Council member Danny Becton said this “plugged two major leaks” in JEA’s governing document. 

The changes also codify a Nov. 3 voter referendum introduced by Council member Garrett Dennis that splits JEA board appointment power between city lawmakers and Jacksonville’s mayor.

Council will appoint four of the seven JEA directors — three through Council nominations and the fourth from applications to appoint a former JEA employee or union representative. The mayor will appoint three members.

It would take a two-thirds  — 13  — vote in Council to remove a board member, according to the new charter language. 

Transparency and CEO

The Council Auditor’s Office will play a larger role in oversight of JEA product and service development and asset sales. 

The utility will be required to send service contracts and business plans for new lines of service to the auditors at least 60 days before the JEA board votes. 

The utility will have to provide the auditor reports on disbursements for employee bonus programs, and JEA will have to acknowledge the Council Auditor’s request for information within two business days. 

JEA is required to provide auditors a reasonable time to send that information.

Council members took steps in the bill to avoid costly executive employment contracts like those given to JEA former Managing Director and CEO Aaron Zahn and his 14-member senior leadership team.

Zahn’s contract included a 12-month consulting agreement that entitled him to $634,000 if he was fired without cause. The 14 former executives had less lucrative consulting agreements.

The former JEA board voted Jan. 28 to fire Zahn with cause, stripping him of the consultant payout.

One charter change bars mandatory consulting agreements. The bill allows an employment contract only with the CEO/managing director. Other senior executives are covered by standard employment languages.

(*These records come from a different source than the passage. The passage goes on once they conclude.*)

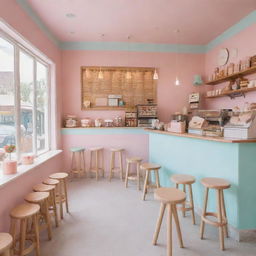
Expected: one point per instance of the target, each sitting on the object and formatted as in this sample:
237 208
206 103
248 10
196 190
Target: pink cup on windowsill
9 167
28 159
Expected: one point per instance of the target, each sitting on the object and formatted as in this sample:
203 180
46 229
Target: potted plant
9 165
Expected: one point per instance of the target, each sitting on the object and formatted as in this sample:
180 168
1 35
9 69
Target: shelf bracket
236 94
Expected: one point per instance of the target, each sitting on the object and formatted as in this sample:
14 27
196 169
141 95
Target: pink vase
9 167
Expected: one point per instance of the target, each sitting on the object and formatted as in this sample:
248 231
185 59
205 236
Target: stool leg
60 198
138 176
36 231
176 219
157 179
203 214
112 162
127 174
221 233
23 228
47 219
159 223
53 199
184 204
191 203
169 230
102 163
13 233
145 185
121 165
66 195
224 214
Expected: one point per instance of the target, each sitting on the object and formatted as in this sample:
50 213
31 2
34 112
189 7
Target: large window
24 99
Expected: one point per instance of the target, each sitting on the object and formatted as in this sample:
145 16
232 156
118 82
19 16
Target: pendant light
177 81
128 74
100 75
155 75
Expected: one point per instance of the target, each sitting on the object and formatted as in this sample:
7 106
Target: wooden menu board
136 85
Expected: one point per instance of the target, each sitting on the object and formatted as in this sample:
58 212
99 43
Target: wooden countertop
188 135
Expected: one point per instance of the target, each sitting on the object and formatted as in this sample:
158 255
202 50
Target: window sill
22 169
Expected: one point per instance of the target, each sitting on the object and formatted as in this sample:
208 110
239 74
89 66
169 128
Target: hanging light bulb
177 82
155 76
128 75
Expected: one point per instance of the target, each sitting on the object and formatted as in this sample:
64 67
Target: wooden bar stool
5 244
62 194
219 185
185 180
52 199
128 176
42 198
99 158
114 169
148 167
169 197
78 161
25 214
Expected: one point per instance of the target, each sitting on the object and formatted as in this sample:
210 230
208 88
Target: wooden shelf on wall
233 92
231 77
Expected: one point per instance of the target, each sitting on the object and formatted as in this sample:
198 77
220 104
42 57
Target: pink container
26 160
9 167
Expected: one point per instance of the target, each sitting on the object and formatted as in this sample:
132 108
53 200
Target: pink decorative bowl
9 167
26 160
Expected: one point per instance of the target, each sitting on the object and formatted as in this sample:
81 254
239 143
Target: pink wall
245 42
170 97
134 145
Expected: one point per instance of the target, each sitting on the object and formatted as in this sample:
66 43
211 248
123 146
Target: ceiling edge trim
33 15
247 21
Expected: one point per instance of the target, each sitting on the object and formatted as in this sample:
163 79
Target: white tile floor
108 220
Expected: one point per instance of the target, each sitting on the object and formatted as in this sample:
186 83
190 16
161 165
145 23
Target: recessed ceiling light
70 15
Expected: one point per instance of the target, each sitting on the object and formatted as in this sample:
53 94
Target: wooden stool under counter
41 198
98 164
52 199
219 185
78 161
148 167
169 197
119 168
62 194
185 180
5 244
27 216
128 175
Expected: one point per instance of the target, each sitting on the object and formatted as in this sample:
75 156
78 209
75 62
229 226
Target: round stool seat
43 188
58 175
5 241
183 179
150 166
134 160
96 148
51 182
170 195
77 149
36 197
215 183
24 210
116 149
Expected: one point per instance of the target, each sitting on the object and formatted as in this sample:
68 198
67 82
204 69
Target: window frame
19 47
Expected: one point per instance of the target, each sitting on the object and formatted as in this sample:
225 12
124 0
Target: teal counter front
212 157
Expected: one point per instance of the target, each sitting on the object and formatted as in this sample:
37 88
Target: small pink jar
9 167
28 159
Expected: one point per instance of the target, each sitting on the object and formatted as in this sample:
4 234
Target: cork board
136 85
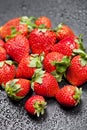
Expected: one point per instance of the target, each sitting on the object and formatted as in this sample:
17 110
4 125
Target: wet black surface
12 115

“The managing director shall have a fiduciary duty of loyalty, fidelity and allegiance to act at all-time in the best interests of JEA,” the charter changes state. 

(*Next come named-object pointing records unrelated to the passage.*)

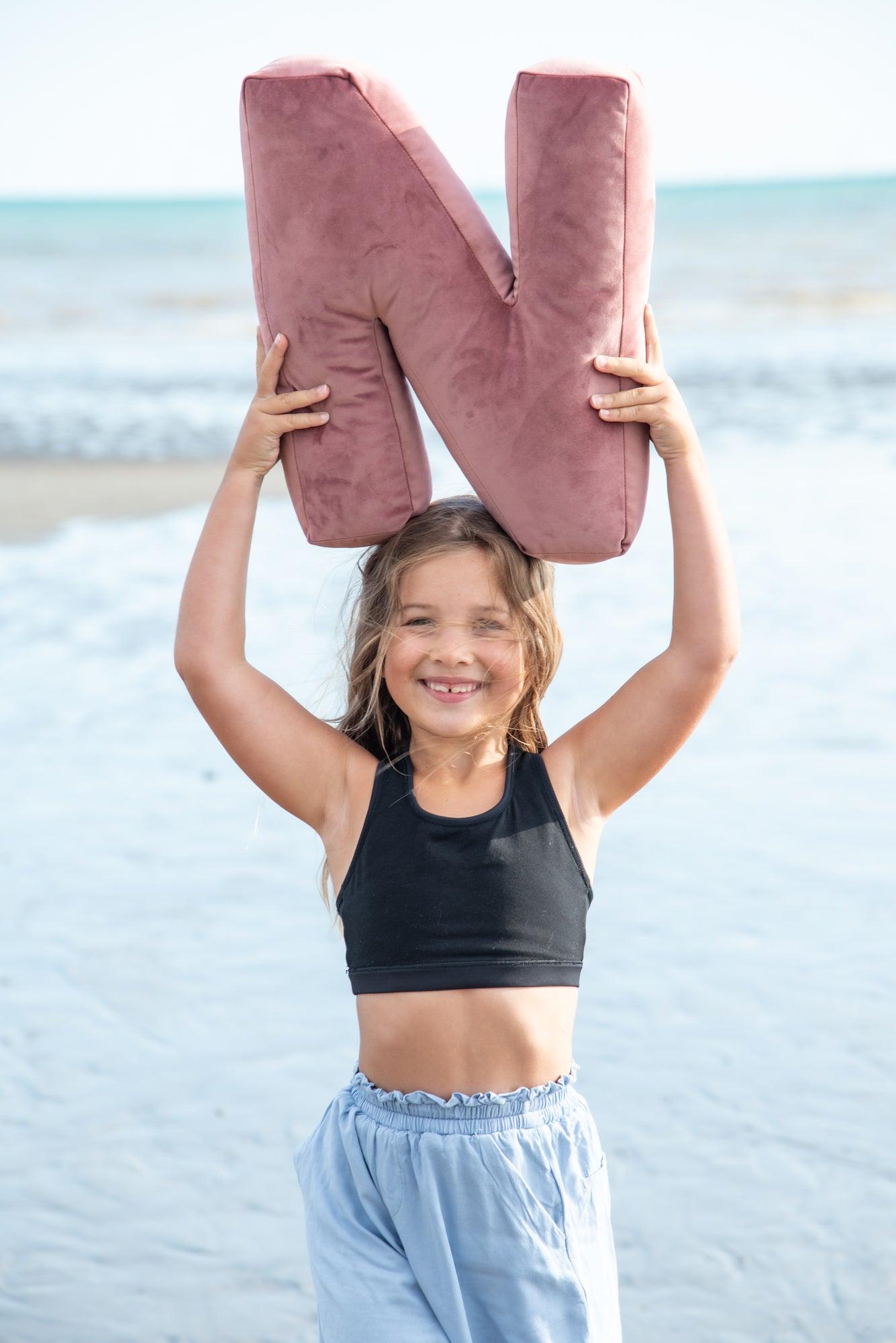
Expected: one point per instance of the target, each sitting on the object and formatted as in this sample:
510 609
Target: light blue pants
479 1219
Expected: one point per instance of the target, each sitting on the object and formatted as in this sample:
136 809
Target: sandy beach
36 496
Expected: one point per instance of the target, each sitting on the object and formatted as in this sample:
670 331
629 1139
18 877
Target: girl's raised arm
619 747
291 755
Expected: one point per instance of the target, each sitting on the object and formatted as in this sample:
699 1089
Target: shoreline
36 495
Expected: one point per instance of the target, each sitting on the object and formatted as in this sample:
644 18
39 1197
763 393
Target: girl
456 1189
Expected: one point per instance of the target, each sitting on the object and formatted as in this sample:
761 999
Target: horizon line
686 185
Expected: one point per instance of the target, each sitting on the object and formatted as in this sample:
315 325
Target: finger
647 413
294 401
634 397
270 370
286 424
654 353
635 369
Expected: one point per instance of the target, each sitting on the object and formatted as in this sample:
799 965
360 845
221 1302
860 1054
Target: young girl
456 1189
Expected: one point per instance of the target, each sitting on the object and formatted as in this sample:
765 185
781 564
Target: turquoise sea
128 328
173 1007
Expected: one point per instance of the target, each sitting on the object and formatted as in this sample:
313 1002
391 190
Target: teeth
451 690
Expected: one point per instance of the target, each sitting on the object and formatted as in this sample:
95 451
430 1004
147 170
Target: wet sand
36 496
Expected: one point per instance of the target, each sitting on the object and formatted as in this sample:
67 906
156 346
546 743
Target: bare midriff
467 1040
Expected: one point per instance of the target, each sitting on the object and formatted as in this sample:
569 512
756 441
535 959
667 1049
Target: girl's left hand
656 404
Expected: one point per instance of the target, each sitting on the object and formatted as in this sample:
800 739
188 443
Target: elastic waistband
483 1113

All future JEA managing directors are required to have five years of executive-level experience in the utility industry.

St. Johns and Nassau counties

The boards of commissioners for St. Johns and Nassau counties asked Boylan and the Council to change language in the charter that said JEA is “for the benefit of the city of Jacksonville.” 

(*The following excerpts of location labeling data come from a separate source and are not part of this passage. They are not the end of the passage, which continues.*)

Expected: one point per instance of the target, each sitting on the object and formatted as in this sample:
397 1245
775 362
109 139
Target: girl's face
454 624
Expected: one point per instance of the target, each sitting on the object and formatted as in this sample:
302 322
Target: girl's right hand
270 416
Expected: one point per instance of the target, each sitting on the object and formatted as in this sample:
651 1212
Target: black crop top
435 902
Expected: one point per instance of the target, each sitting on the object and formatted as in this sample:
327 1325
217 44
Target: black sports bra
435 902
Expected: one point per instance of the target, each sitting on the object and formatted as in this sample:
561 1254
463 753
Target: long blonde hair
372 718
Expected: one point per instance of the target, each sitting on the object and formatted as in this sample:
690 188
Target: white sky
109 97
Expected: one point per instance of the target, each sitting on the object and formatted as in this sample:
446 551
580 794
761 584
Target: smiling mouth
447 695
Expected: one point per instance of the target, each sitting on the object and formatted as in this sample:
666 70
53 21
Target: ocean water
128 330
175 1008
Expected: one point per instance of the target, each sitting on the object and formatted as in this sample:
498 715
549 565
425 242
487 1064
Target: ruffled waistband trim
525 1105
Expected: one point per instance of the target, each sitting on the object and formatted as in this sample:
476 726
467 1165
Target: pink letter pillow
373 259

JEA provides water service to portions of both counties, and St. Johns County Attorney Patrick McCormick told the Council on Dec. 8 the attempt to sell Jacksonville’s utility “harmed the ratepayers” in those areas.

McCormick said commissioners from both counties also would like for one of JEA’s seven board positions rotate between St. Johns and Nassau counties. 

 “While we have customers in other cities and outlying areas, they are not owners of the entity. We are. We would politely disagree with the idea that we should include ratepayers as part of the mix in the beneficiary situation,” Boylan said. 

Council member Brenda Priestly Jackson lauded the changes as an example that the 19 members can come to a consensus on a comprehensive bill.

“I am really encouraged by the collaborative effort of the Council members,” she said. “Everybody brought their level of expertise and their positive energy for what they wanted to work on for this. It is my Christmas prayer that we may adopt that going forward in all things that we do.”